Sunday, October 14, 2018

Open House NYC (1)



















I finally got to visit the General Society of Mechanics and Tradesmen, on West 44th Street.  The Society has been at this address since 1899, when it acquired the recently built, Renaissance Revival building.  The building was subsequently redesigned in 1903 to integrate Beaux Arts design features. It hasn't changed much since then.



















The General Society of Mechanics and Tradesmen of the City of New York, was founded on November 17, 1785, by 22 men who gathered in Walter Heyer's public-house on Pine Street in Lower Manhattan. The aims of the General Society were to provide cultural, educational and social services to families of skilled craftsmen. The General Society during this early period celebrated the mutuality and centrality of the craft community. (Wikipedia)

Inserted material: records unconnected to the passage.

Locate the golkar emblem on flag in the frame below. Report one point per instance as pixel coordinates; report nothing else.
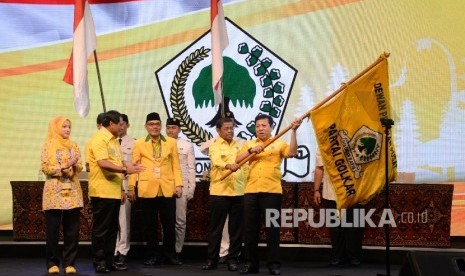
(255, 80)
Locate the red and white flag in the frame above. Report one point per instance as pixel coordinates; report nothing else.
(85, 42)
(219, 43)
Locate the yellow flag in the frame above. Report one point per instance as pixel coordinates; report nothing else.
(352, 139)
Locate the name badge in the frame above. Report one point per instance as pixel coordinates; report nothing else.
(156, 173)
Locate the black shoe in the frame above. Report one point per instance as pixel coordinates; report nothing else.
(118, 267)
(249, 269)
(101, 268)
(274, 269)
(210, 265)
(222, 260)
(232, 265)
(151, 261)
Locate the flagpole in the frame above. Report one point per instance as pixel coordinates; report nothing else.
(267, 143)
(307, 114)
(100, 82)
(222, 97)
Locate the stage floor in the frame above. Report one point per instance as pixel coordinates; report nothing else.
(36, 266)
(26, 258)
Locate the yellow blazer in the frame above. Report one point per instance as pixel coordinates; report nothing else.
(170, 174)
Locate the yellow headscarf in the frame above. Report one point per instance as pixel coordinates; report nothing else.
(54, 133)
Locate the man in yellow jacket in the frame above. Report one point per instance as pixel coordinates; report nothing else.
(157, 188)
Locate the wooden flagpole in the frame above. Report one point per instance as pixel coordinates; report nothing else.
(100, 82)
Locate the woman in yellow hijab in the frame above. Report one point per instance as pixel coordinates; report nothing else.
(62, 196)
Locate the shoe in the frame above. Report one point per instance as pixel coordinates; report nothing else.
(101, 268)
(222, 260)
(210, 265)
(54, 270)
(249, 269)
(118, 267)
(274, 269)
(151, 261)
(70, 270)
(232, 265)
(174, 260)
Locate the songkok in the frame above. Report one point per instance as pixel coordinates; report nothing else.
(100, 118)
(152, 117)
(173, 122)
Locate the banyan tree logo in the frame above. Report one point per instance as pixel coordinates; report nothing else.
(255, 80)
(364, 147)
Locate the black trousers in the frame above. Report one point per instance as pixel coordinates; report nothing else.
(346, 242)
(70, 221)
(166, 208)
(220, 208)
(105, 214)
(255, 206)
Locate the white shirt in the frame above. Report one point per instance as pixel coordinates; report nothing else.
(127, 146)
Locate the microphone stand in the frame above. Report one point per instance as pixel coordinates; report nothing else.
(387, 124)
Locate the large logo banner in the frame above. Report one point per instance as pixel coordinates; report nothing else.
(255, 81)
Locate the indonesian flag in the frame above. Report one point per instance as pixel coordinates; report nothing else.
(85, 42)
(219, 43)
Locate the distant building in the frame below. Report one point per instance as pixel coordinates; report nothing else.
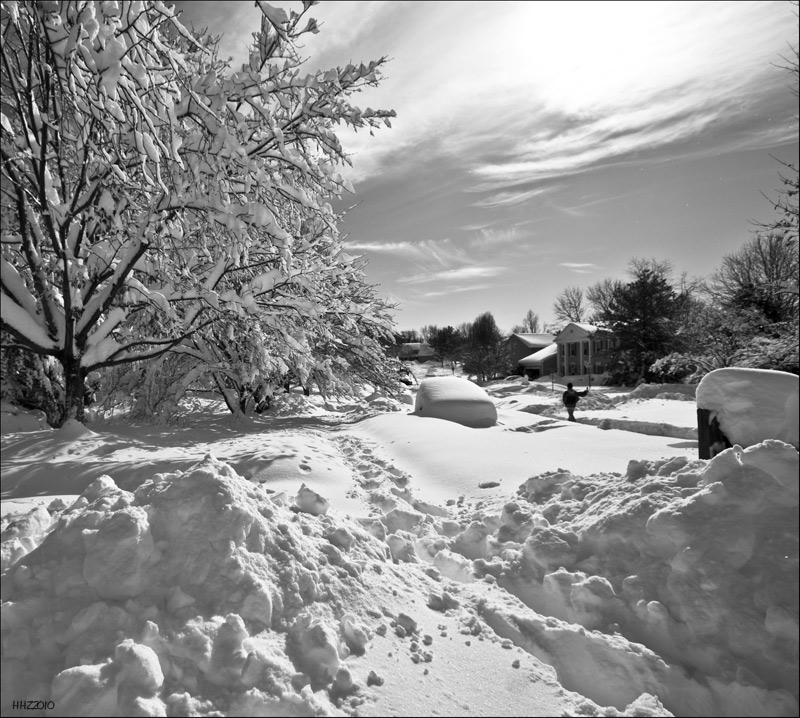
(416, 351)
(522, 345)
(541, 363)
(583, 349)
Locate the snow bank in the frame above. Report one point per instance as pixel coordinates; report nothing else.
(696, 560)
(15, 419)
(195, 593)
(752, 405)
(455, 399)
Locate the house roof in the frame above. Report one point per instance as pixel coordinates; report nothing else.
(540, 356)
(581, 327)
(535, 340)
(416, 348)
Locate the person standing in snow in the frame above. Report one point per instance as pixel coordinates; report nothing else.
(570, 398)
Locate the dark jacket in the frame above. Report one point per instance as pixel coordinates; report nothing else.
(570, 396)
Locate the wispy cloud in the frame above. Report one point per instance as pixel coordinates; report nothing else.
(511, 197)
(580, 267)
(456, 290)
(451, 275)
(492, 237)
(442, 252)
(633, 78)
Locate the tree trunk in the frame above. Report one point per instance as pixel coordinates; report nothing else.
(74, 389)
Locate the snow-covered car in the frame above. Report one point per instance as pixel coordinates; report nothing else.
(455, 399)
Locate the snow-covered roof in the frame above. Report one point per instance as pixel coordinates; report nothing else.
(416, 348)
(535, 340)
(540, 356)
(578, 327)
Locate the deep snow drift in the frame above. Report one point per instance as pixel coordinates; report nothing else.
(361, 560)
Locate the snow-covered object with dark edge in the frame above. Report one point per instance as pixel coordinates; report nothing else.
(455, 399)
(752, 405)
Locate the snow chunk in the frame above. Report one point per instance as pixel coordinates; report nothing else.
(310, 502)
(455, 399)
(752, 405)
(312, 647)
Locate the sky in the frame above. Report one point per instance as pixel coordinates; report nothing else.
(543, 145)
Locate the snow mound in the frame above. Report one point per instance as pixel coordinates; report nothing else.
(72, 430)
(196, 593)
(14, 419)
(654, 391)
(752, 405)
(294, 404)
(455, 399)
(696, 560)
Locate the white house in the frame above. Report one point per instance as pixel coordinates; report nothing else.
(583, 349)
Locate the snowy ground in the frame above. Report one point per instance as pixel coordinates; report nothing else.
(359, 560)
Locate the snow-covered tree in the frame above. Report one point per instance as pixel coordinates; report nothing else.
(151, 195)
(485, 350)
(568, 305)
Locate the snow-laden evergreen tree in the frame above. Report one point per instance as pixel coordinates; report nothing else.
(155, 199)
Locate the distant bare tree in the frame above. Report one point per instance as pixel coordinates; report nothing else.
(569, 306)
(762, 275)
(599, 296)
(428, 331)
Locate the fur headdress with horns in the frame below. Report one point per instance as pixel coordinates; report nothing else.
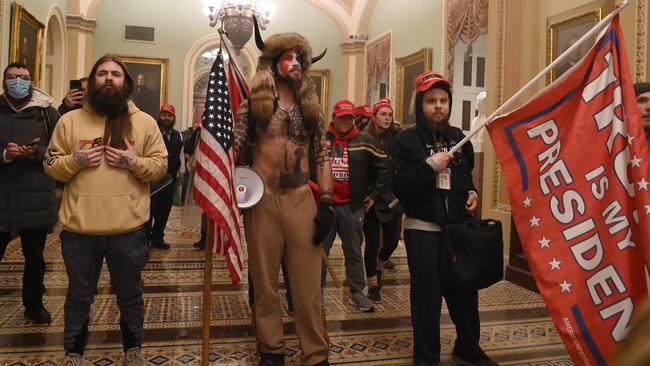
(262, 98)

Early in the nineteenth century the Society opened one of the city's first free schools, and in 1858 the Mechanics Institute began offering free vocational training in a variety of trades.  It still operates today, providing free training in plumbing, HVAC Systems, Electrical Tech, Construction Project Management & AutoCAD.  Andrew Dykes of local lumber yard Dykes studied here.



















The Society library, founded in 1820, is the second oldest in the city.  It started out as the Apprentices' Library, and while it continues to provide vocational resources it also has an eclectic collection of general reading.  It holds fiction & non-fiction books - some surprisingly up-to-date material here -  and older, more arcane reading.  Its archives date back to the eighteenth-century.  The library, which might have one of the grandest reading rooms in the city, still has its old wooden card-file cabinets, though they serve only a historical function now.  It's open to the public, and a general $50 membership (less for students & seniors) offers borrowing privileges, archive access and various program discounts.  The layout of the library books is something of a mystery, with no signs indicating subject matter.  You need to be an old hand to figure it out, or a seasoned browser whose reading pleasures are fueled by chance as much as purpose.

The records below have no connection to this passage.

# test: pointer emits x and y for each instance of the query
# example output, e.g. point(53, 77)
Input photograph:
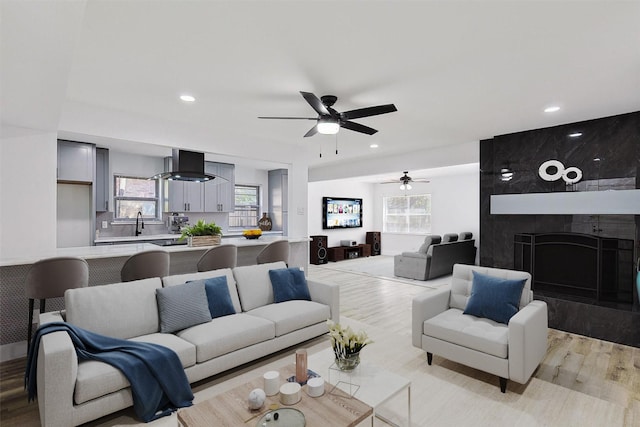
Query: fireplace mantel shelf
point(612, 202)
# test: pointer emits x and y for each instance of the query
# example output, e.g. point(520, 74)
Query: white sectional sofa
point(71, 392)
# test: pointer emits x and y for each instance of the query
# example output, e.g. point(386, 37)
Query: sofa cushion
point(254, 284)
point(462, 279)
point(179, 279)
point(432, 239)
point(119, 310)
point(292, 315)
point(479, 334)
point(182, 306)
point(418, 255)
point(226, 334)
point(96, 379)
point(494, 298)
point(449, 237)
point(289, 284)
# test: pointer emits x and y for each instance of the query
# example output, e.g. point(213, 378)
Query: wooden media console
point(339, 253)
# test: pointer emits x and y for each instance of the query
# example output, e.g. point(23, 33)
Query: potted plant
point(202, 233)
point(346, 345)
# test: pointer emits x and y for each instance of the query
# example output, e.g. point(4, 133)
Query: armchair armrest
point(50, 316)
point(419, 255)
point(326, 293)
point(56, 377)
point(528, 330)
point(425, 306)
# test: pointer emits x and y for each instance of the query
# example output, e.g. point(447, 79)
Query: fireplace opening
point(582, 267)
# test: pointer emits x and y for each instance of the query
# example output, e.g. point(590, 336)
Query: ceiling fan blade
point(311, 131)
point(358, 127)
point(290, 118)
point(369, 111)
point(315, 103)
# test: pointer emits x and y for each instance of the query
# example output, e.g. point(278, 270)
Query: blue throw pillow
point(218, 296)
point(289, 284)
point(494, 298)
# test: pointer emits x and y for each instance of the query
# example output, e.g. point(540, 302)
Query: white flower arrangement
point(344, 341)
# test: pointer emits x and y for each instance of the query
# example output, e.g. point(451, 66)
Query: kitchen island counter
point(128, 249)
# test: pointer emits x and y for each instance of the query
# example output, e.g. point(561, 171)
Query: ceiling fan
point(405, 181)
point(329, 121)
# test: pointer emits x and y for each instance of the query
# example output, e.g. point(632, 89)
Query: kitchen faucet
point(139, 218)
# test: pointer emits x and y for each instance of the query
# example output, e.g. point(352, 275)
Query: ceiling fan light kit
point(328, 126)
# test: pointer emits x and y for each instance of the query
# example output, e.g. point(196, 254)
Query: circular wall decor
point(570, 175)
point(572, 170)
point(543, 171)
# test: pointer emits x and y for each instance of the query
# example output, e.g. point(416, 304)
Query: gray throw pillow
point(182, 306)
point(428, 241)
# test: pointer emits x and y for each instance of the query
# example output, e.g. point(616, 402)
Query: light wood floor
point(582, 381)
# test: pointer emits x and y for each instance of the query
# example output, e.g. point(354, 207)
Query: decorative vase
point(348, 362)
point(265, 222)
point(204, 240)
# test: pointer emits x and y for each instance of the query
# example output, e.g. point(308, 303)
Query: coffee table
point(369, 383)
point(231, 408)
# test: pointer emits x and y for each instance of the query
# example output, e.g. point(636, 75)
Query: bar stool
point(144, 265)
point(223, 256)
point(49, 278)
point(274, 251)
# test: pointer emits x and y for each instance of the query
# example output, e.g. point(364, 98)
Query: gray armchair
point(435, 257)
point(510, 350)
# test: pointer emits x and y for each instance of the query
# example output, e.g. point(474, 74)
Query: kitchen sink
point(169, 242)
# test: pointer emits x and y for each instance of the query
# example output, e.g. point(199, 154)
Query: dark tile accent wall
point(616, 142)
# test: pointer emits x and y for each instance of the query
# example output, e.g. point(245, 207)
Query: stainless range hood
point(186, 165)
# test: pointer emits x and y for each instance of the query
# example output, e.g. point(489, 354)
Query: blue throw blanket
point(158, 383)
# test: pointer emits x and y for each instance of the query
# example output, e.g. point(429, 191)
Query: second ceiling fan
point(329, 121)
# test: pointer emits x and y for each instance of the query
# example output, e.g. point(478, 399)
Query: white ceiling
point(458, 71)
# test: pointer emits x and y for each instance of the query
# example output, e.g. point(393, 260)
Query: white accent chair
point(510, 351)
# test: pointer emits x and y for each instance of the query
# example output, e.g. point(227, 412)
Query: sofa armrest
point(326, 293)
point(528, 330)
point(56, 377)
point(425, 306)
point(418, 255)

The Society also has a lock collection, and runs a lecture series throughout the year.  Tuesday, October 30th: Why Unions Still Matter.

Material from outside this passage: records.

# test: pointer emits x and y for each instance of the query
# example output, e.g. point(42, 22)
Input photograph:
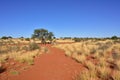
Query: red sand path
point(50, 66)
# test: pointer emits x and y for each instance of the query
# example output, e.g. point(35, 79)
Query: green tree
point(43, 35)
point(114, 37)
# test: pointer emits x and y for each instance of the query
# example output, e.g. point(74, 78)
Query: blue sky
point(75, 18)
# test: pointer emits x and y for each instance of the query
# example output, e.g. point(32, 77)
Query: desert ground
point(64, 60)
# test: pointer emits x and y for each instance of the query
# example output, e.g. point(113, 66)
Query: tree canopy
point(43, 34)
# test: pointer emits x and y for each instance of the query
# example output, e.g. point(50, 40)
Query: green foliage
point(27, 39)
point(33, 46)
point(114, 37)
point(14, 72)
point(43, 35)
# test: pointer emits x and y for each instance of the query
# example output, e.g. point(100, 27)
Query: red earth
point(49, 66)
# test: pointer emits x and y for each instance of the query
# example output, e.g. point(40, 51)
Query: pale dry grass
point(105, 52)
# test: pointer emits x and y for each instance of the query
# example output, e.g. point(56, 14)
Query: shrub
point(87, 75)
point(14, 72)
point(27, 39)
point(33, 46)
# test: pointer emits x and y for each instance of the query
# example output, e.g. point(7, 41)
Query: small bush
point(27, 39)
point(14, 72)
point(33, 46)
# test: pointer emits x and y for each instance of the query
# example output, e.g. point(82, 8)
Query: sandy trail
point(50, 66)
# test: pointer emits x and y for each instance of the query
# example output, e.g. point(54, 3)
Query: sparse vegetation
point(103, 56)
point(14, 72)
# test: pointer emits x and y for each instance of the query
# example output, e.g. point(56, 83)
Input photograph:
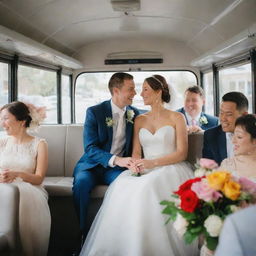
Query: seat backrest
point(74, 148)
point(65, 144)
point(55, 136)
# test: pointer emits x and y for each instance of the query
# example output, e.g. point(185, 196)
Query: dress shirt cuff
point(111, 161)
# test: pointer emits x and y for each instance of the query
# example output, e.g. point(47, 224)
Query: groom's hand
point(123, 161)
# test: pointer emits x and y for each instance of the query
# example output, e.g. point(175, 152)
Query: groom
point(108, 132)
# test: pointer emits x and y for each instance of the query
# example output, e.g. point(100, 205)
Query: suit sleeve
point(207, 153)
point(92, 142)
point(229, 241)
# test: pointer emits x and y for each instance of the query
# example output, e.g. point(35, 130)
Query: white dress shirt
point(118, 141)
point(230, 146)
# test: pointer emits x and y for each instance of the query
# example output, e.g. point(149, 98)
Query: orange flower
point(217, 180)
point(231, 190)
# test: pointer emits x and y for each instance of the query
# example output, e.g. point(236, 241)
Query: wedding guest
point(196, 119)
point(244, 161)
point(218, 140)
point(108, 132)
point(130, 221)
point(238, 234)
point(23, 163)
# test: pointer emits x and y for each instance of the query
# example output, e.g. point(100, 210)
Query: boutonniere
point(130, 114)
point(109, 122)
point(203, 120)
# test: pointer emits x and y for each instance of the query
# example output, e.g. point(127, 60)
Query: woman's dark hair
point(248, 122)
point(157, 82)
point(19, 110)
point(238, 98)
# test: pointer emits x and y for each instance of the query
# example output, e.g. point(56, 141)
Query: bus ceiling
point(80, 34)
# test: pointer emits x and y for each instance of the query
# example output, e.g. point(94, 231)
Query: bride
point(130, 222)
point(23, 163)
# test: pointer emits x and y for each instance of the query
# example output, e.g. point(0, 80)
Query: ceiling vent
point(125, 5)
point(134, 57)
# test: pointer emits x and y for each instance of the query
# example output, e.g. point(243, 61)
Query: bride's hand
point(7, 176)
point(135, 168)
point(145, 164)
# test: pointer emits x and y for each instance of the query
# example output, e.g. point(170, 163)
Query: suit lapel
point(222, 144)
point(108, 113)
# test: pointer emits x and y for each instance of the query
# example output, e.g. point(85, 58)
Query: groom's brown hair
point(117, 80)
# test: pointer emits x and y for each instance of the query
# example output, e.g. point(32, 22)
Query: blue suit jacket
point(98, 137)
point(212, 120)
point(215, 144)
point(238, 236)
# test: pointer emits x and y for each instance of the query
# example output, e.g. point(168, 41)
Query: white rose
point(234, 208)
point(200, 172)
point(213, 225)
point(180, 224)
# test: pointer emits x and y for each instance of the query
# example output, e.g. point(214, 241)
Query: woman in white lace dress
point(23, 162)
point(130, 221)
point(244, 140)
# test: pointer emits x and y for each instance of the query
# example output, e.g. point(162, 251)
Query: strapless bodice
point(161, 143)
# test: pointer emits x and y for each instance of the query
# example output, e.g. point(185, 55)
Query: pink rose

If you're in Midtown with time on your hands, drop in.  It's a beautiful building. There's definitely an institutional, preserved-in-aspic kind of feeling as you enter the building.  As you dust off a book that might last have been read a century ago. Nothing's simple though. Look at a picture of the graduating class, - a wonderfully diverse group, with a growing number of women in the class - & you see the present too.